While the benefits of competition were touted, the downsides of introducing competition in a high-cost physical infrastructure sector like mobile telephony were too many to be wished away. The sub-optimal deployment of spectrum and the duplication of expensive equipment, among others. But the most visible manifestation of waste was the mushrooming of multiple towers to host cell sites, where just one would have done.

In the late 1990s, the Indian mobile sector was reeling under massive losses. Capital was scarce. Putting up a cell site tower guzzled money and time. But for an operator who did put up a tower, the first-mover advantage was immense. There was no rental income valuable enough to trade this first mover advantage by putting up a competitor’s cell site. If at all towers were shared with a competitor, it was on a grudging one-for-one swap. But by the mid-2000s, the equations were shifting. The pace of subscriber acquisition in India was then resembling a hockey stick curve. The number of operators by then were typically three or four. It became harder for the first mover to refuse requests for hosting a competitor, because the competitor had an option. So, bilateral sharing, which was hitherto opportunistic, now became common.

Meanwhile, by the mid-2000s, many other countries had seen the emergence of independent tower companies. That model had compelling advantages; economies of scale, specialisation and access to capital based upon annuity income streams, among them.
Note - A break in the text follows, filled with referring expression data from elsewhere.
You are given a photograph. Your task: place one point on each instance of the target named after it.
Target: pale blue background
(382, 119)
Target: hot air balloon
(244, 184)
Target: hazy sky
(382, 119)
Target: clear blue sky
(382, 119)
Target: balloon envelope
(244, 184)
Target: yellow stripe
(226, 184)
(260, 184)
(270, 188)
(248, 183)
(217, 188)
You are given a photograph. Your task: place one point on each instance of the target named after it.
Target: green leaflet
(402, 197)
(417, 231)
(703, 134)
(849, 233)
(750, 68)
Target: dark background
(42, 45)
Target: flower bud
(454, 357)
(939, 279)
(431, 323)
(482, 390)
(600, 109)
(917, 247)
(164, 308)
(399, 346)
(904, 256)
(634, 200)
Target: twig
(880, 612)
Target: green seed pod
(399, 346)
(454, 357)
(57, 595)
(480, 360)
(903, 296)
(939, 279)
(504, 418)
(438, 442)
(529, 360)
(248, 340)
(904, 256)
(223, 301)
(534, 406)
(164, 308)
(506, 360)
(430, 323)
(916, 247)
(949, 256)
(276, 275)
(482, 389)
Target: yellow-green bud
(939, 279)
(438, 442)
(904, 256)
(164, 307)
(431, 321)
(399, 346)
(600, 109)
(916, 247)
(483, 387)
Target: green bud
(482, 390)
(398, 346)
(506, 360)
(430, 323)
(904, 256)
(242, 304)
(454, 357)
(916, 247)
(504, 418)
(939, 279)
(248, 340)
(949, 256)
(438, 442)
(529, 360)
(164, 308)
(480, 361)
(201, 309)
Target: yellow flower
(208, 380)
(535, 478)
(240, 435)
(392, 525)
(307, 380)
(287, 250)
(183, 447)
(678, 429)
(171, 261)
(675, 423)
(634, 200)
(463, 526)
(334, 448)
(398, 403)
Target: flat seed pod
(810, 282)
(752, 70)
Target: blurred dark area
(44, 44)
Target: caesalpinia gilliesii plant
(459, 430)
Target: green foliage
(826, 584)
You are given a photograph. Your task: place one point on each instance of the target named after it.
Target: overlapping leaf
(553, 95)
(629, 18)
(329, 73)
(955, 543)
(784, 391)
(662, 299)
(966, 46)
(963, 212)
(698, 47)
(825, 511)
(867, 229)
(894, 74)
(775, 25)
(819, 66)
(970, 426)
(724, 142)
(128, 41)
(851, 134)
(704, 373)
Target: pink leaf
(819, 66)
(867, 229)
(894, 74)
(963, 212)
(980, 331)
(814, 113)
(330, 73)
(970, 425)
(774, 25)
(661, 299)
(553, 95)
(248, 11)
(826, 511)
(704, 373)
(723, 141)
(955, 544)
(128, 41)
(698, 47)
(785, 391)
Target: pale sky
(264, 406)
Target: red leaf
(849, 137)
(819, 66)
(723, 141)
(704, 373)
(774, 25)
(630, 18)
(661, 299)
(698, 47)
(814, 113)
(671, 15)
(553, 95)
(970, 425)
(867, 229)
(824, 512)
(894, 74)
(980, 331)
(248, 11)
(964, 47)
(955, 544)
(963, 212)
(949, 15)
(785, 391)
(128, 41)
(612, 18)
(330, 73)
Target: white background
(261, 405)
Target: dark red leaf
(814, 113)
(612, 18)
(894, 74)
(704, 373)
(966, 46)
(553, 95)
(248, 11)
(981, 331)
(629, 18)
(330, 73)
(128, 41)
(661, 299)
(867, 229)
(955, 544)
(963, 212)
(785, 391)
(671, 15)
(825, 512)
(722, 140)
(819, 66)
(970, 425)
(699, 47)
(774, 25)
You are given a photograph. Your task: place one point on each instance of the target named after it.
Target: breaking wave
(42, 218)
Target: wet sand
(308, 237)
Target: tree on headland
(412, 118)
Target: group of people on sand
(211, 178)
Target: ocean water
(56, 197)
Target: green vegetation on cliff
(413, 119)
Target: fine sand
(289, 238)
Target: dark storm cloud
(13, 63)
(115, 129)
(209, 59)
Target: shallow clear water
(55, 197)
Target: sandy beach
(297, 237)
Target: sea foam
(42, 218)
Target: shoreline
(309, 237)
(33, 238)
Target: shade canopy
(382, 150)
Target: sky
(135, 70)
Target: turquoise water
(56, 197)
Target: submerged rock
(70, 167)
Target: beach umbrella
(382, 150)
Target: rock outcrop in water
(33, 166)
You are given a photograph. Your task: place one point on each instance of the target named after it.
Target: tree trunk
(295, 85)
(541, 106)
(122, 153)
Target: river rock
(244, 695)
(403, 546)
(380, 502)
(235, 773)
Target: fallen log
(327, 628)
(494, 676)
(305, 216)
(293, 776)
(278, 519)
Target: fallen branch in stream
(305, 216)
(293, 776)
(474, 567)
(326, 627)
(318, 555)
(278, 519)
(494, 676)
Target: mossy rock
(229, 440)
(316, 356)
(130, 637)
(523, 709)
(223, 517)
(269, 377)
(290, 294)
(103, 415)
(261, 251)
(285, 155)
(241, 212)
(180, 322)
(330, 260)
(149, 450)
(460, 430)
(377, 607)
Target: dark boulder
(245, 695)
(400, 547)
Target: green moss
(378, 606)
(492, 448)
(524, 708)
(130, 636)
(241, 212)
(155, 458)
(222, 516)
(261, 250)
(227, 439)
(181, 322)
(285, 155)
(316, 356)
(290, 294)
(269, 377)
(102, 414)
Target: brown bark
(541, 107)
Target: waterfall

Tower companies potentially also provided a platform for possibilities beyond cell site sharing into the future. The snag in India was that the few independent tower companies that were around then were very small, while the tower base of the existing operators was very large, and impossible now to supplant. So, India would have remained locked in a sub-optimal tower infrastructure ecosystem.

It took Akhil Gupta of Bharti Airtel and Asim Ghosh of Hutchison to envision what was not visible. If an independent tower company of the required scale and capabilities did not already exist, why not configure one, as if it existed retrospectively. This was achieved by the device of these two companies and Idea Cellular pooling and transferring their towers into a new company, later named Indus Towers, in exchange for shareholding. If this financial configuration was tricky, the mindset and organisational habit changes were trickier. It was counter-intuitive, indeed schizophrenic, for competitors who brawled over every subscriber in every village lane, to be contemporaneously trusting and statesmanlike where Indus Towers was concerned. But necessity is the mother of invention, and the unthinkable did happen. Further, to programme Indus Towers for longevity, it needed the foresight to draw a line between management and shareholding, to define arm’s length commercial principles, and to embed these in the company formation. Founded in 2007, Indus Towers, by the dint of the efforts poured in by its leaders and team members, has shaped and grown with remarkably few hiccups, and is today among the country’s leading and rightfully admired infrastructure companies.

So the wheel has turned half circle. We started with what we believed was a natural monopoly. But then we covet the fruits of competition. So we move from a monopoly into multiple competing units. But now the economic inefficiencies pinch us. So after felling Humpty Dumpty from the wall, some of the king’s horses and men are putting parts of Humpty Dumpty together again, while they leave other parts to face off each other. Disaggregate for competition. Aggregate for efficiency. So long as human ingenuity is around, this wheel will keep spinning.